The first thing I learned was that her comings and goings, at least in the capacity of sexual partner, were impossible to control. I could be begging for minutes or hours. She fucked me when  _ she  _ pleased and no sooner. Still, all that time wasted was worth it. There were no words to describe the pure ecstasy she could induce in me. “Orgasm” feels like a gross understatement.

I built up my stamina over time until I could withstand up to an hour of being locked in her current of limbs before I passed out, which I always did, in the end. My vision went white during these sessions. Time passed without my knowledge or consent. And when I woke up, I would find myself covered in dried fluids of an indeterminable origin, but I didn’t bathe, as that would take up time I could’ve spent pleading ( _ pleading!) _ , over and over, for her return. 
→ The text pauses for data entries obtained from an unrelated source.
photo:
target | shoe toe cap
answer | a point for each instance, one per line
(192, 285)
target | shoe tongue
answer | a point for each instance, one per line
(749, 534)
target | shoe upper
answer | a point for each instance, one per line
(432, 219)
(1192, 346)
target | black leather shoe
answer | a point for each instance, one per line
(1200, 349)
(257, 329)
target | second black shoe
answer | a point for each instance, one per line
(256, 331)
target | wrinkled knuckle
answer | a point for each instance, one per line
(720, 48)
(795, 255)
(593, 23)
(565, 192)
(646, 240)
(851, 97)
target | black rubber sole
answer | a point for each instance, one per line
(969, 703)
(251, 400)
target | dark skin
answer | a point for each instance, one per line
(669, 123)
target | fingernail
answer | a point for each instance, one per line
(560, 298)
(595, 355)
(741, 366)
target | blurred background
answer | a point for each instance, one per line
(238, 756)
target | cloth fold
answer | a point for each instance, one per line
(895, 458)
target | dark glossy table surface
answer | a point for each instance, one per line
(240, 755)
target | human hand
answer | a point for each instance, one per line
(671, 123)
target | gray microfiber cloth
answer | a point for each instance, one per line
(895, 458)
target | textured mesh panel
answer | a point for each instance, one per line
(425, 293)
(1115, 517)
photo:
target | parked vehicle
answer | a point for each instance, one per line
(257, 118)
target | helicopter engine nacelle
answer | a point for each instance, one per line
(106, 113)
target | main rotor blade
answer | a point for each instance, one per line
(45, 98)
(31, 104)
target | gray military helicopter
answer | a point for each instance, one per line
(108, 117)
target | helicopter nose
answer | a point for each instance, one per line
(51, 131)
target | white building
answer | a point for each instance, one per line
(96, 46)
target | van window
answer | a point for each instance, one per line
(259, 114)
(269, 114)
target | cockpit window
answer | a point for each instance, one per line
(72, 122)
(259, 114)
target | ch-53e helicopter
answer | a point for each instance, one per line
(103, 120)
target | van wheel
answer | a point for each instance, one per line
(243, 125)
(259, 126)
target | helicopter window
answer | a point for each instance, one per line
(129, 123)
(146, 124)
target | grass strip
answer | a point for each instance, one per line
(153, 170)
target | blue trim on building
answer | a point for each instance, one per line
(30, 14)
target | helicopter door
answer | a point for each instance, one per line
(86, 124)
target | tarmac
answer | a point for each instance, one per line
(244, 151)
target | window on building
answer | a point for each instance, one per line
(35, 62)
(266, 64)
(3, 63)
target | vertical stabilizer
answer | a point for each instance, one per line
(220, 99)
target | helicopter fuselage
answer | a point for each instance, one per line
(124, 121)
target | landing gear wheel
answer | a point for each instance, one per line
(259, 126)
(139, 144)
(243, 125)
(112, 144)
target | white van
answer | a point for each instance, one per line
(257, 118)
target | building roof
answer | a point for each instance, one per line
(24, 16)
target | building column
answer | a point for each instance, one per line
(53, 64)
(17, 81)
Once a day — what felt like a day, at least — I would force myself to eat a meal and drink a liter of water. That was enough, I thought, to replenish what I had lost and to allow me to continue for another twenty-four hours or so. Otherwise, it was sleep or begging for her or being with her.

#

It was the first time she choked me. Riding the high of the touch of her airy hands lifting me up, make me feel like  _ that _ , I almost didn’t notice the spectral hand around my throat. Who knows how long I was without oxygen, but at some point a biological failsafe kicked in and the adrenaline overrode the pleasure, and I forced her to let me down.

Somebody said, “Uh, hey?” and I whipped around to find Sveta standing at my bedside, and I scrambled to cover myself as blood rushed to my face. 

“Oh,” I said.

“What the fuck was just going on,” she said. “I can’t begin to process what I just saw.”

“Um, ha ha, it’s kind of embarrassing.”

“Oh. Really?”

I told her about the dream, the first attempt, how good it felt.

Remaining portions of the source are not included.